Turicibacterのコロニー形成とbsh発現に反応してコレステロールとWATの変化を促進する可能性のある因子をさらに探索するために、胆汁酸の主要な核内受容体であるファルネソイドX受容体(Fxr)の肝臓転写レベルを測定した; コレステロールから胆汁酸への変換の律速酵素であるチトクロームP450ファミリーAサブファミリーAメンバー1/コレステロール7α水酸化酵素(Cyp7a1)、および糖新生の主要酵素であるグルコース-6-ホスファターゼ(G6pase)の転写レベルを測定した。Fxr転写産物レベルには、生来型と人工細菌のコロニー形成条件のいずれにおいても違いはなかった(補足図12a)。しかし、Cyp7a1の発現量の増加(補足図12b)とG6paseの発現量の減少(補足図12c)は、Turicibacterとbshのコロニー形成の間で同様であった。これらの所見は、ツリシバクターの胆汁修飾活性が、胆汁のシグナル伝達および応答要素の肝臓での発現を下流で変化させることを示唆している。以上の結果から、Turicibacterの株特異的bsh遺伝子、特にマウス腸内に豊富に存在するタウリン結合胆汁酸を処理できるbsh遺伝子を発現させるだけで、宿主のコレステロール、胆汁、脂質の生物学的性質が変化することが明らかになった。
考察
本研究の結果から、哺乳類の腸内細菌叢に存在するいくつかのツリシバクター属細菌株が、宿主の胆汁および脂質組成を調節することが示された。また、個々のbsh遺伝子の発現が、宿主の脂質プロファイルを広範かつ差次的に変化させるのに十分であることを明らかにした。ヒトの腸内胆汁酸はタウリン結合型とグリシン結合型が混在しているのに対し、ネズミの胆汁酸は主にタウリン結合型であり51, 52、それぞれの消化管から分離されたTuricibacter株によって優先的に処理される胆汁環境が異なっている。宿主特異的な胆汁組成と細菌の修飾との間にこのような密接な関係があるのは、MOL361が以前に示した胆汁感受性、および/またはツリシバクターが小腸に多く存在することにより、これらの細菌が他の胆汁修飾性腸内細菌21,53,54,55,56,57よりも胆汁再吸収および内腔胆汁レベルに関する宿主遺伝子とより強く関連することが一因かもしれない。
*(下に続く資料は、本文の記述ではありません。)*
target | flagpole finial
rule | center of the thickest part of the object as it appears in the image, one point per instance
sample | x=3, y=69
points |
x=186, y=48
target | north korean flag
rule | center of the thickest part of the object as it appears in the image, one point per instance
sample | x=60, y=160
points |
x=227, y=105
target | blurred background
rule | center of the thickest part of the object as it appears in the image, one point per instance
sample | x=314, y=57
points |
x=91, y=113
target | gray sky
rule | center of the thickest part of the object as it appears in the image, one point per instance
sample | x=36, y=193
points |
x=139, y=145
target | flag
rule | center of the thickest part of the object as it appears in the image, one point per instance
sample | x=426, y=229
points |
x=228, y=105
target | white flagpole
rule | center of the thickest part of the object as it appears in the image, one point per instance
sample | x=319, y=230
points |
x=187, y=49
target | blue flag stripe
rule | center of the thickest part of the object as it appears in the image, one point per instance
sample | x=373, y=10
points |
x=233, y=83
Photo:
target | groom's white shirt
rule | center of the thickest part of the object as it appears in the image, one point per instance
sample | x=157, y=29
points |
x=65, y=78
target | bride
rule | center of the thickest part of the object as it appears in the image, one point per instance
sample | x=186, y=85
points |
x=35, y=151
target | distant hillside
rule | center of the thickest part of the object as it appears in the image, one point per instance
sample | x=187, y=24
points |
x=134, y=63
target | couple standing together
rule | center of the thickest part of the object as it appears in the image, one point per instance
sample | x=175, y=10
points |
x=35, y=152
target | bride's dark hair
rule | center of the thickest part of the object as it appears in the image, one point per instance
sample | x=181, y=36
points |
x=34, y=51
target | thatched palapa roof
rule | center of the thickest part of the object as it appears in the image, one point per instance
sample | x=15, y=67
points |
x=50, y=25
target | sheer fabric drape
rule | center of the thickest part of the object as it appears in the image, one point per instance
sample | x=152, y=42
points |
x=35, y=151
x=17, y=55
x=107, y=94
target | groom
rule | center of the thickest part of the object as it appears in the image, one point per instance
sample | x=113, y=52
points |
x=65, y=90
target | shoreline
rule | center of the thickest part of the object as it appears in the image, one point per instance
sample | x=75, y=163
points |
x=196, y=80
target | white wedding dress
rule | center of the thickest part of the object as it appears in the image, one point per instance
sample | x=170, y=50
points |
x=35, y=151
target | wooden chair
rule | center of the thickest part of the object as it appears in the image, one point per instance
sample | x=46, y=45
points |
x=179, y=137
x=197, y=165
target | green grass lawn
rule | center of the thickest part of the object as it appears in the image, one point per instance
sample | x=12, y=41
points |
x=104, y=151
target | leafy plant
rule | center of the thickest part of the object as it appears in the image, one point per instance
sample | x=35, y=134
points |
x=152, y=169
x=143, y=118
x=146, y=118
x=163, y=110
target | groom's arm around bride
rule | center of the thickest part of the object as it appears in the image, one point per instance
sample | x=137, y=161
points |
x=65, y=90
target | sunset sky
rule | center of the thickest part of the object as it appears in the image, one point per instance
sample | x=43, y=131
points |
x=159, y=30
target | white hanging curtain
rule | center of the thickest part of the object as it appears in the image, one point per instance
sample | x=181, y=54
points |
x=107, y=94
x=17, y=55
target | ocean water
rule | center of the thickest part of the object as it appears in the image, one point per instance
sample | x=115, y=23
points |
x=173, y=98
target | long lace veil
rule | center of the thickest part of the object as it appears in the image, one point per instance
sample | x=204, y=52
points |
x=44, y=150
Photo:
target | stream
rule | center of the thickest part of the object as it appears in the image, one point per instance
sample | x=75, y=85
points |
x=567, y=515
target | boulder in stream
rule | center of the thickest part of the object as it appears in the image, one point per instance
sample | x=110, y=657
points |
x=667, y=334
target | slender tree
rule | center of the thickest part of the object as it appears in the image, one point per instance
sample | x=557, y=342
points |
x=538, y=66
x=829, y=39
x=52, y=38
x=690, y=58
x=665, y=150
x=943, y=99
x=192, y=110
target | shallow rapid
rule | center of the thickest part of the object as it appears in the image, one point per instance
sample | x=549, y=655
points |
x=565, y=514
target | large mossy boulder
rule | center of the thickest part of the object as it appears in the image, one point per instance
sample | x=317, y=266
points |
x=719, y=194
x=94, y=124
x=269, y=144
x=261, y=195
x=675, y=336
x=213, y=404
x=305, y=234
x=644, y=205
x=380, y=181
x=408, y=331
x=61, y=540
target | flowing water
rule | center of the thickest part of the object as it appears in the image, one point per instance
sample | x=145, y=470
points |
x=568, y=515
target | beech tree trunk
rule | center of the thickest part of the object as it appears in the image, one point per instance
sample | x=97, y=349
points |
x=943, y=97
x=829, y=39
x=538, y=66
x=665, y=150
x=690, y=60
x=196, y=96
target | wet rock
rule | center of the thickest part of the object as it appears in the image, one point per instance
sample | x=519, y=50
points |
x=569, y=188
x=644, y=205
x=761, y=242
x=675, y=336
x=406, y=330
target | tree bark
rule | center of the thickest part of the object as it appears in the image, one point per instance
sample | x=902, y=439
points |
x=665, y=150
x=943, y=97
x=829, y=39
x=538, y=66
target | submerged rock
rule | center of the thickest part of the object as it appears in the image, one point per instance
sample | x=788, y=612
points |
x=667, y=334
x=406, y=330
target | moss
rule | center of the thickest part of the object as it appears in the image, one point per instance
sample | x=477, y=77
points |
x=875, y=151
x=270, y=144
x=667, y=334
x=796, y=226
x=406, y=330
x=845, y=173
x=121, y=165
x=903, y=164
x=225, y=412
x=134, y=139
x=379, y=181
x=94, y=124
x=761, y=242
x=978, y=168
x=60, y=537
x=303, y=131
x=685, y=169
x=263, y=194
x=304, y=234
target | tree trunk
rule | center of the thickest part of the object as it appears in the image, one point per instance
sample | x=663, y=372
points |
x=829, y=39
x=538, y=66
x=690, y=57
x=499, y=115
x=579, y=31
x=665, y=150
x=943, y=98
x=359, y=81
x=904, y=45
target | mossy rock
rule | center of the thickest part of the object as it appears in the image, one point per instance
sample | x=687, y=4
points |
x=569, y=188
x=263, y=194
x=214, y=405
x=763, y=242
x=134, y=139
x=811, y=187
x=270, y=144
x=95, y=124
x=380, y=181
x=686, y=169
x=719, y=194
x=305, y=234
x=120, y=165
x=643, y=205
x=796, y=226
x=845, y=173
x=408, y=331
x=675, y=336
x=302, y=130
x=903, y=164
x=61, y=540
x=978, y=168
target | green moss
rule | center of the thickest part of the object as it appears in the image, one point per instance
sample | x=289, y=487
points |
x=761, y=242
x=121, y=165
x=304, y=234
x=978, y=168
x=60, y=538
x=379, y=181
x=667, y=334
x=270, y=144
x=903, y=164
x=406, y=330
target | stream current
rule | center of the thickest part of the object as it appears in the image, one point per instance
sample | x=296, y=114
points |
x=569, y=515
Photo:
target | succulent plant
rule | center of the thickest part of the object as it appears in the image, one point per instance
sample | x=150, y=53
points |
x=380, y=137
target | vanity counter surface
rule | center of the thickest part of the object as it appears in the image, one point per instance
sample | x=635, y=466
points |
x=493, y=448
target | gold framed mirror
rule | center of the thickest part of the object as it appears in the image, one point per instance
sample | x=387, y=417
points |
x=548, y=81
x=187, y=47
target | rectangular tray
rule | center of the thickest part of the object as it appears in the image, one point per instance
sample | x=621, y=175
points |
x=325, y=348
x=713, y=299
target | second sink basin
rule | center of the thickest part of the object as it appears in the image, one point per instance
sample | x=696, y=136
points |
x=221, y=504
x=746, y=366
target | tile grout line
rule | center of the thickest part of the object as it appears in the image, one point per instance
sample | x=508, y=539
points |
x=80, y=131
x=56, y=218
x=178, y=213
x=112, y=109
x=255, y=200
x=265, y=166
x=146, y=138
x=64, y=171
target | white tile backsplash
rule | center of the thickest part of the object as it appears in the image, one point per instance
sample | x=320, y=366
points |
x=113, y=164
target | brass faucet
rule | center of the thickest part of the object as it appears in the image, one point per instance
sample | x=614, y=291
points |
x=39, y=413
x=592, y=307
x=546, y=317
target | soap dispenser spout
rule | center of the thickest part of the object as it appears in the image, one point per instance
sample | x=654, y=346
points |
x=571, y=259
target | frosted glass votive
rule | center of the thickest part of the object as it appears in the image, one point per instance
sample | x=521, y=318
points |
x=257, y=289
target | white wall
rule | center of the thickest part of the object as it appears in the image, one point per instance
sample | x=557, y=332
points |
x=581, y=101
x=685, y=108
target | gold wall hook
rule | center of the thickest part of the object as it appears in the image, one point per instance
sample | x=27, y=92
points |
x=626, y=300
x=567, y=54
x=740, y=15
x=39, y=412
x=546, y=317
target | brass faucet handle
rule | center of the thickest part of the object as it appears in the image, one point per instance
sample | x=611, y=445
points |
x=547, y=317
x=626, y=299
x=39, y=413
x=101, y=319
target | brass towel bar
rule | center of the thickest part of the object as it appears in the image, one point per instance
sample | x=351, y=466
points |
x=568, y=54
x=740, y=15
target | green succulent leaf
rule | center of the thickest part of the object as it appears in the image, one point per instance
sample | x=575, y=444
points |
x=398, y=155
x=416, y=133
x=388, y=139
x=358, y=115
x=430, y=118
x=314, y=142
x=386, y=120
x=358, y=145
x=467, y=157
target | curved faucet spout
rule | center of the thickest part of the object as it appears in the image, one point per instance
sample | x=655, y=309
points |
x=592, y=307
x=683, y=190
この研究により、特定の腸内細菌によるコロニー形成が代謝に及ぼす影響が示され、特定の分類群(この場合は菌株レベル)と宿主の生理機能との関連についての理解が深まった。げっ歯類およびヒトを対象とした研究において、Turicibacterの相対量は、しばしば食事性脂肪29,31,58,59,60,61,62および宿主の脂肪率28,33,34と負の相関を示すが、逆の関係を示した研究もある30,63,64。これは、今回同定されたツリシバクター(Turicibacter)分離株の表現型の多様性の結果である可能性があり、宿主は特定のツリシバクター(Turicibacter)株によって異なる脂質の結果を経験するかもしれないが、宿主の遺伝学的特徴や性別21,38など他の特徴によっても異なる可能性がある(補足図3, 9, 10)。重要なことは、Turicibacterのコロニー形成の影響は、個体の微生物叢の生物地理学的構成にも影響される可能性があるということである。特定の分類群に加えて、小腸と大腸におけるTuricibacterの位置づけが、腸管のいずれかのセクションの胆汁プールを変化させることによって、それぞれの胆汁修飾による宿主の結果に影響を与える可能性がある。MOL361株とH121株は、ゲノムや局在の違いにもかかわらず、脂肪酸酸化の亢進を示す脂質代謝産物の変化を誘導することから、これらの菌株は少なくとも宿主の脂肪酸代謝を変化させる特徴を共有していることが示唆された。我々は、異なるツリシバクター菌株によって調節される宿主脂質の幅広いグループを同定したが、宿主が複雑であるため、これらの違いをさらに解明する力は弱く、ツリシバクター菌のより菌株特異的な作用を明らかにする今後の研究に期待したい。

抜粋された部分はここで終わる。